March 7 : Audio Stories

To Do This Week:

DUE Visual Narrative

Watch: Below is an experimental film from 1971 by Polish filmmaker Ryszard Waśko. It uses off-screen sound rather than image to tell its sound “story.”

Blog: After watching “Okno/Window”, make your own version of  “Window” with off-screen sound. Try to tell a mini-story in sound about what might be happening off screen.

Take about a 30-second shot of a window looking outside.  Then start recording audio segments. You can record video, then in Premiere un-sync audio and delete the video track). Or you can go to freesound.org to find audio files to download (mp3 or wav). Or sample audio from other videos. Then build an audio track for your off-screen “window story.” 

  • the video should be no more than 30 seconds.
  • you may use only “diegetic” music – that is only music that is coming from the world depicted on screen, like a radio/tv played in the room. Not a soundtrack.

Class

Visual Narratives Due

Passionate Journey, or My Book of Hours (French: Mon livre d’heures), is a wordless novel of 1919 by Flemish artist Frans Masereel. The story is told in 167 captionless prints, and is the longest and best-selling of the wordless novels Masereel made. It tells of the experiences of an early 20th-century everyman in a modern city.
wordless stories

Review of Storytelling Structure / Construction

  1. life is change!
  2. simple/complex plot – inner and outer change
  3. dramatic, episodic & lyrical (a subjective transformation, kishotenketsu)
  4. plotless or anti-plot stories (that still changes!)


Audio stories

Watch some Window stories…

“Sound montage” – the film-maker and media artist Walter Ruttmann’s innovative radio piece: an acoustic picture of a Berlin weekend urban landscape.

Insider’s view of the 1930s radio studio showing the production of dramatic sound effects.

 

The Revenge is a radio play by Andrew Sachs, 1978. – entirely of sound effects with no spoken dialogue

 

 

 

Squirrel Cop:

  • anecdote/reflection
  • setting details
  • character details
  • pacing

 

Adobe Premiere Orientation…

 

Video/Audio Narrative (10%)
DUE March 21st

For this project, you are to make a 30-60 second video using continuity and/or montage techniques. Edit together video clips, animation and/or still images, recorded audio, voice over and/ or sound effects to tell the story. It is up to you how you “narrate” the story – through just images with sound effects, your own voice-over, text on the screen or an interview with the subject. The images do not have to illustrate the spoken narration, but should relate and help reinforce the story.
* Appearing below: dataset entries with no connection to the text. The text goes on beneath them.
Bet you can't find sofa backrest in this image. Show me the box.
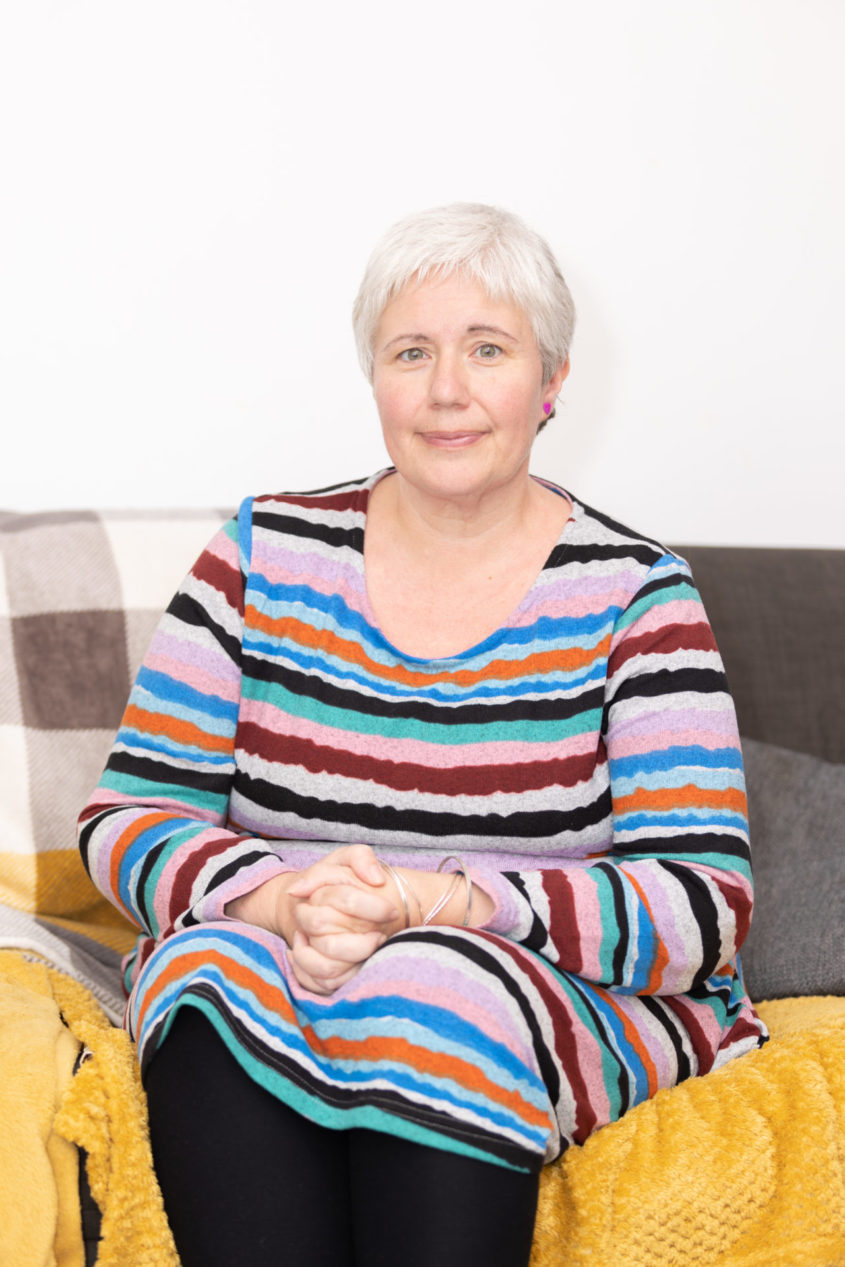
[678,546,845,761]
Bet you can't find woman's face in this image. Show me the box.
[372,274,569,504]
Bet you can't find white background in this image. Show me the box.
[0,0,845,546]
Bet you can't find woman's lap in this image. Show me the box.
[129,921,697,1169]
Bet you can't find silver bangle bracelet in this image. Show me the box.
[433,854,473,929]
[379,858,410,929]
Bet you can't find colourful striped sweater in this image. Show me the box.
[80,473,763,1033]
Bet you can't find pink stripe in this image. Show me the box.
[234,699,595,769]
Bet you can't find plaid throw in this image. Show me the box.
[0,511,228,1008]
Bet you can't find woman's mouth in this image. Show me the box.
[422,431,484,449]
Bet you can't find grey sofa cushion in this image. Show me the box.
[678,546,845,761]
[742,739,845,1000]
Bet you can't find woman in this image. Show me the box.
[81,205,765,1267]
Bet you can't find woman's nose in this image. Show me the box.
[429,353,469,407]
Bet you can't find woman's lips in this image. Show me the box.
[422,431,484,449]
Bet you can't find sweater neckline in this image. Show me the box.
[360,466,584,669]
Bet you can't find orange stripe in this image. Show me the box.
[604,990,658,1096]
[139,950,549,1126]
[246,606,611,687]
[123,704,229,753]
[619,867,669,995]
[613,783,747,813]
[135,950,296,1024]
[109,812,174,924]
[303,1028,549,1126]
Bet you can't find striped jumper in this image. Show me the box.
[80,473,766,1169]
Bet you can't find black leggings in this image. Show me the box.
[144,1007,538,1267]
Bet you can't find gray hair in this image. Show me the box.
[352,203,575,383]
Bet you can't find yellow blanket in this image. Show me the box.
[531,998,845,1267]
[0,950,179,1267]
[0,952,845,1267]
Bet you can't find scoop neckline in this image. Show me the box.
[360,466,580,668]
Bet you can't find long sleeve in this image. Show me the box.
[79,509,291,938]
[479,555,751,995]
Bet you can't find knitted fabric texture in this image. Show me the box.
[0,952,179,1267]
[531,997,845,1267]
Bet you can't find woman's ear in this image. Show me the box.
[546,357,569,395]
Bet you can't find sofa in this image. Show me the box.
[0,509,845,1267]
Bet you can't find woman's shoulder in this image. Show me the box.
[232,471,384,570]
[542,480,689,574]
[239,471,384,518]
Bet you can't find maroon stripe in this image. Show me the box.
[542,870,584,973]
[253,488,366,511]
[475,929,598,1144]
[608,623,717,678]
[237,722,595,796]
[167,825,251,927]
[193,551,243,616]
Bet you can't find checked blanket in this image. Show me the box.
[0,509,228,1016]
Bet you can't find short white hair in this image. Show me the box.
[352,203,575,383]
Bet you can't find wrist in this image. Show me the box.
[226,870,299,945]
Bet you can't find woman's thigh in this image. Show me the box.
[130,922,696,1168]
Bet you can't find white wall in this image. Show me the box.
[0,0,845,546]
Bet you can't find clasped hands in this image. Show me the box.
[227,845,461,995]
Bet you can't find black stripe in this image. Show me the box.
[105,751,231,808]
[243,653,604,726]
[167,590,242,664]
[566,973,631,1117]
[613,831,750,863]
[594,863,631,986]
[233,770,611,840]
[660,859,722,990]
[640,995,693,1082]
[608,665,727,706]
[143,981,543,1171]
[502,872,549,954]
[252,507,364,554]
[402,929,560,1104]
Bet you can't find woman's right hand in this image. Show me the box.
[227,845,403,995]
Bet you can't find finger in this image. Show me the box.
[308,930,388,971]
[299,884,399,924]
[289,845,385,897]
[294,902,374,940]
[288,859,361,897]
[293,929,386,977]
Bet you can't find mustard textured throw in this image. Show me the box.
[531,998,845,1267]
[0,950,179,1267]
[0,952,845,1267]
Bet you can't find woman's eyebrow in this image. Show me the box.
[466,326,519,343]
[383,332,429,352]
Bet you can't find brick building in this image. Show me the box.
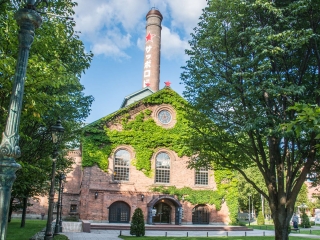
[20,9,320,224]
[59,9,229,224]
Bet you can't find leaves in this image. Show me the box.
[0,0,93,201]
[181,0,320,239]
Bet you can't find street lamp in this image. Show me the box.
[44,120,64,240]
[54,173,65,234]
[248,193,251,226]
[59,184,64,232]
[0,0,42,240]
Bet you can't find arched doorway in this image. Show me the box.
[109,202,130,223]
[147,195,182,225]
[152,202,171,224]
[192,205,209,224]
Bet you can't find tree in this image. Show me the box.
[181,0,320,240]
[130,208,145,237]
[300,211,311,228]
[0,0,93,226]
[257,211,265,225]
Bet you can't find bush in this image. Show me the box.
[130,208,145,237]
[238,221,247,226]
[257,211,265,225]
[300,212,311,228]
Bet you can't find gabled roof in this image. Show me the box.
[120,87,154,108]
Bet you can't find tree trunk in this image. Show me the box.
[8,197,14,222]
[20,197,28,227]
[271,207,292,240]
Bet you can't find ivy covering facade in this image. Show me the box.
[82,87,238,222]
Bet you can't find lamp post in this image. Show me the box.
[54,173,65,234]
[44,120,64,240]
[0,0,42,240]
[248,193,251,226]
[59,184,64,232]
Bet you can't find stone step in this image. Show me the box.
[90,223,253,231]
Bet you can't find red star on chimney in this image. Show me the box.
[146,32,155,42]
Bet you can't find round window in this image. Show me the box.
[158,110,172,124]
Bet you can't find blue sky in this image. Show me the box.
[74,0,206,123]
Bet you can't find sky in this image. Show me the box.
[74,0,207,123]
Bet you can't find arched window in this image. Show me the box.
[192,205,209,224]
[195,167,209,185]
[113,149,130,181]
[156,152,170,183]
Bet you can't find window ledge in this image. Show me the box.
[109,181,134,185]
[193,185,213,189]
[151,183,172,187]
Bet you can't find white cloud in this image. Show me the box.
[75,0,206,59]
[161,26,189,59]
[167,0,207,35]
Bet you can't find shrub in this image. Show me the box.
[130,208,145,237]
[257,211,265,225]
[300,212,311,228]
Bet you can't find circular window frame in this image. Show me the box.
[152,104,177,128]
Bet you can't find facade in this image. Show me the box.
[76,87,230,224]
[13,9,318,224]
[58,9,230,224]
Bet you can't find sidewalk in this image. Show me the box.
[63,227,320,240]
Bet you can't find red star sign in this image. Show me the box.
[146,32,155,42]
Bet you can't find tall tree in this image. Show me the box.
[0,0,93,225]
[181,0,320,240]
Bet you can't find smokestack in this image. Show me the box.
[142,8,163,92]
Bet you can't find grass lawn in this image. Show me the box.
[7,219,68,240]
[119,236,311,240]
[247,225,320,235]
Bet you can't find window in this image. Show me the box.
[70,204,78,212]
[113,149,130,181]
[195,167,208,185]
[156,152,170,183]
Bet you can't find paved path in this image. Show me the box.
[63,228,319,240]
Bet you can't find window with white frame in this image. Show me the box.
[113,149,130,181]
[156,152,170,183]
[195,167,209,185]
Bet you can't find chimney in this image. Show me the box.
[142,8,162,92]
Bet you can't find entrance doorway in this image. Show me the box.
[192,205,209,224]
[152,202,171,224]
[109,202,130,223]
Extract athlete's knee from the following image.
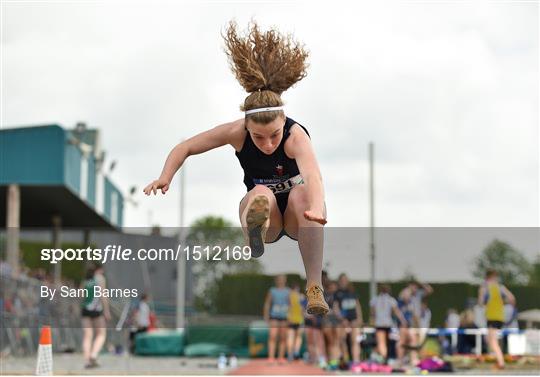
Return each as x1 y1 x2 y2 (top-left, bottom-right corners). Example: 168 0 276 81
250 185 274 197
288 185 308 210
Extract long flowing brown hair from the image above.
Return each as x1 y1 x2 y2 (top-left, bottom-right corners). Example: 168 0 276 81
223 21 309 124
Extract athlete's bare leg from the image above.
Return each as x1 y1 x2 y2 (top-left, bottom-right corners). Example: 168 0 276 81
283 185 324 287
239 185 283 251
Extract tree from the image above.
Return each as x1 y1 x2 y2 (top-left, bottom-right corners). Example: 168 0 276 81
186 216 263 312
473 239 531 285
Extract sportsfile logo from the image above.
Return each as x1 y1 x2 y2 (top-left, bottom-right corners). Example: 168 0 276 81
41 244 251 264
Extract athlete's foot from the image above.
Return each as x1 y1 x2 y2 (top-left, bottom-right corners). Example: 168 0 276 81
246 195 270 258
306 284 330 315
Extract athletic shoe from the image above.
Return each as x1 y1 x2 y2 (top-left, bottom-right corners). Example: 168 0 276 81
306 284 330 315
246 195 270 258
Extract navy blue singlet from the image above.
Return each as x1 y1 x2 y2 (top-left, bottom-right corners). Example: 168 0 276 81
235 118 309 215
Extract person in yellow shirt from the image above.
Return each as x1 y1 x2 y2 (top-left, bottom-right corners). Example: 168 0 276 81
287 283 306 361
478 270 516 369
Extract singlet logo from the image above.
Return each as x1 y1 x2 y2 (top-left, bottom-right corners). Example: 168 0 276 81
253 174 304 194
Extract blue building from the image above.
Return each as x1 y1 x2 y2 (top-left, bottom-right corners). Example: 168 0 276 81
0 123 124 229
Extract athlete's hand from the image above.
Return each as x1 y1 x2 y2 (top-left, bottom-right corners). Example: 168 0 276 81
143 178 169 195
304 210 327 225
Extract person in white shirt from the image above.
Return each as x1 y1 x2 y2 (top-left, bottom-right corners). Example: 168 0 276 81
370 284 405 360
129 293 151 353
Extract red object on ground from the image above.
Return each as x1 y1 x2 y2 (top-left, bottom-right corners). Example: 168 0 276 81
229 359 328 376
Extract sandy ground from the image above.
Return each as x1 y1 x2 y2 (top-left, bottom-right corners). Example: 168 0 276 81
0 354 540 375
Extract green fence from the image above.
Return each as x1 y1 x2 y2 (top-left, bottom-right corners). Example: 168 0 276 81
216 274 540 327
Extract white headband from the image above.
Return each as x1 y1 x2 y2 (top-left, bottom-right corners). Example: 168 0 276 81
246 106 283 115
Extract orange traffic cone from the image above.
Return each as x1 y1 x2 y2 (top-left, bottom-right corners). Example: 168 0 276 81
36 326 52 376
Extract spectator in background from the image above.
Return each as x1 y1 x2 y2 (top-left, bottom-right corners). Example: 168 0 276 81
334 274 362 367
478 270 516 369
397 289 420 365
504 302 519 329
129 293 151 353
399 280 433 318
457 309 478 355
418 299 431 344
263 275 290 363
369 284 406 362
81 265 111 368
439 308 460 355
287 283 306 361
444 308 460 329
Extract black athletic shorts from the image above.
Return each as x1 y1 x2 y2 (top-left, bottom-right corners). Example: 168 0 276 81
270 316 287 323
304 316 322 329
488 321 503 330
81 308 103 318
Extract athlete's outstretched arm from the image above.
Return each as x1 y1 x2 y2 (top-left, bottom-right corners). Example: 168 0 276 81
286 127 326 225
143 122 236 195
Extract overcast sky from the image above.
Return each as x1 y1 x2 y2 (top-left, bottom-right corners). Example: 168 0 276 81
1 1 539 278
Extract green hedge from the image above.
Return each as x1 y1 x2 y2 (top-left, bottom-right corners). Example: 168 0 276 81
216 274 540 327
This project is about using multiple types of media to tell a time-based story.

Ideas:

  • A one-minute short fictional story:  Keep it simple. One location, 1-2 characters…
  • a personal story or an anecdote: You probably will need to use voice-over (or text-over image) and either images from your archive or shoot video that stands in for the past events. How might you add sound effects?
  • a story about an object: Similar to the above, but the story or anecdote is about an object. Show the object in various angles/framings. 
  • a sound-driven story:  Create a story with sound effects over video or still images. No language. Scary stories are good with this form. 
  • an episodic video essay: tell a series of mini-stories organized alphabetically.

Final Project:  30%

The final project is to be a digital story that incorporates at least two of the modules covered in this class: diagrammatic, visual, cinematic, hyperlinked/interactive, game-like storytelling. The work may be a significant reworking of a previous project or a new idea and direction.

The final project will have required stages and deadlines and each of these will be graded separately for a certain percentage of the final grade. It is important that you do not leave everything to the last minute. There should be progress each week until it is due. Our class time will be focused on building these stories so that you can help from me and your classmates. You are not to use this time for other class projects.

Project Summary 5% -DUE April 11 After our in-class brainstorming sessions and a required Zoom meeting with me to work out your story idea and approach, you are to write a summary in a blog post. What is the story in 3-5 lines? What form will it take – Twine, HTML, video, comic slides? What are your inspirations – what are the works in this class or elsewhere that are models for what you want to do? 

Project Critique 10% – DUE April 25: We will have an in-class critique of your digital stories. The grading will be based on how much of the work you have completed. I will also be giving you my feedback.

Final Project 85% – DUE May 2: Based on the critiques, you are to address the issues raised and complete the final version of your work for grading. Make a post with a link to the work and give a brief summary or artist statement about what you set out to do and describe the process of how you made it.